As we’ve written, Uber, the popular app-based car service, has been on the antitrust defensive, facing allegations that its algorithm for calculating prices restricts price competition. In Wallen v. St. Louis Metropolitan Taxicab Commission, No. 15-cv-01432 (E.D. Mo.), however, it’s on offense, joining forces with some of its riders and drivers in a claim that the St. Louis Metropolitan Taxicab Commission’s refusal to allow it and other ridesharing companies to operate in St. Louis is an antitrust violation. The plaintiffs allege that the Commission, composed of active market participants, is precluding competition by denying ridesharing services the ability to operate. The complaint also names as defendants the cab companies with which the Commission’s members are affiliated. The Commission and its members moved to dismiss on the basis that they are immune from antitrust liability, and the cab companies moved to dismiss for failure to state a claim. On October 7, 2016, the court denied the Commission defendants’ motion to dismiss and granted the cab companies motion to dismiss, with leave to replead.

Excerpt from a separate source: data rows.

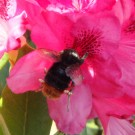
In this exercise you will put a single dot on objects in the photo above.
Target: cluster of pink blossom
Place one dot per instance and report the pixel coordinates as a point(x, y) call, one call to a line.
point(103, 28)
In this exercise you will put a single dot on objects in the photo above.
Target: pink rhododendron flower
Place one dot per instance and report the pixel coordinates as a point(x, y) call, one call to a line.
point(11, 26)
point(120, 107)
point(76, 5)
point(97, 34)
point(126, 53)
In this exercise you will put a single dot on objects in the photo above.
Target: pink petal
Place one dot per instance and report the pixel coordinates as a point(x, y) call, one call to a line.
point(50, 31)
point(28, 70)
point(125, 59)
point(103, 82)
point(123, 9)
point(74, 121)
point(119, 127)
point(101, 5)
point(11, 7)
point(104, 27)
point(121, 107)
point(3, 35)
point(17, 25)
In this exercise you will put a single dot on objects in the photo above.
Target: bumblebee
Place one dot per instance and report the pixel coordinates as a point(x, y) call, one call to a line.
point(63, 74)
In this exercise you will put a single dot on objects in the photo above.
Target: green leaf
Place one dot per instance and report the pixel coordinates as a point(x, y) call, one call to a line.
point(3, 75)
point(25, 114)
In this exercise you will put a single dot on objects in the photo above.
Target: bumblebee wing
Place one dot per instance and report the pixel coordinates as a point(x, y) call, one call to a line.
point(50, 54)
point(74, 72)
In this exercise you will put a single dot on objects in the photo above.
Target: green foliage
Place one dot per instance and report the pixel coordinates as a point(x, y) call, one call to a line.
point(24, 114)
point(4, 68)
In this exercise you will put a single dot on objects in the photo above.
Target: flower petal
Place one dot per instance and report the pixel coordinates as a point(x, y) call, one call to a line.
point(74, 120)
point(27, 72)
point(51, 30)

To receive antitrust immunity, the Commission, as a local or “sub-state” governmental entity, had to show that the challenged regulations were undertaken pursuant to a “clearly articulated and affirmatively expressed state policy to displace competition” under FTC v. Phoebe Putney Health System, Inc., 133 S. Ct. 1003 (2013). The Commission relied on provisions of Missouri state law that empower it to “exercis[e] primary authority over the provision of licensing, control and regulations of taxicab services” and to “[a]dopt a taxicab code to license and regulate taxicab companies and individual taxicabs.” It argued that these broad recitations of its powers and authority to regulate the industry amounted to a clear state policy to allow it to make decisions that regulate competition.
The court disagreed, finding that the statutory framework permitted the Commission to “regulate and oversee vehicles for hire to ensure public safety standards and maintain the integrity of the public transportation system,” not to exclude competitors from the taxicab market. The Court did dismiss claims against cab companies, holding that the business entities are not liable for the actions of their owners and managers who are members of the Commission, but granted leave to amend the complaint to more fully set forth allegations of agency or vicarious liability.
This case highlights the differing approaches that courts have recently taken in applying the “clear articulation” test to state policies that permit broad regulation of a given industry. For example, In re Processed Egg Products, No. 08-md-2002 (E.D. Pa. Sept. 12, 2016), found that a broad regulation of the health standards for raising hens amounted to a clear articulation of a state policy to allow a state agency to reduce competition. And, taking another approach, the court in SolarCity Corp. v. Salt River Project Agricultural Improvement & Power District, No. 15-cv-00374 (D. Ariz. Oct. 27, 2015), found that the question whether Arizona had clearly articulated a policy permitting local agencies to engage in anticompetitive conduct was a question of fact, not law. Courts will continue to face this question as antitrust challenges to state and local regulatory regimes mount.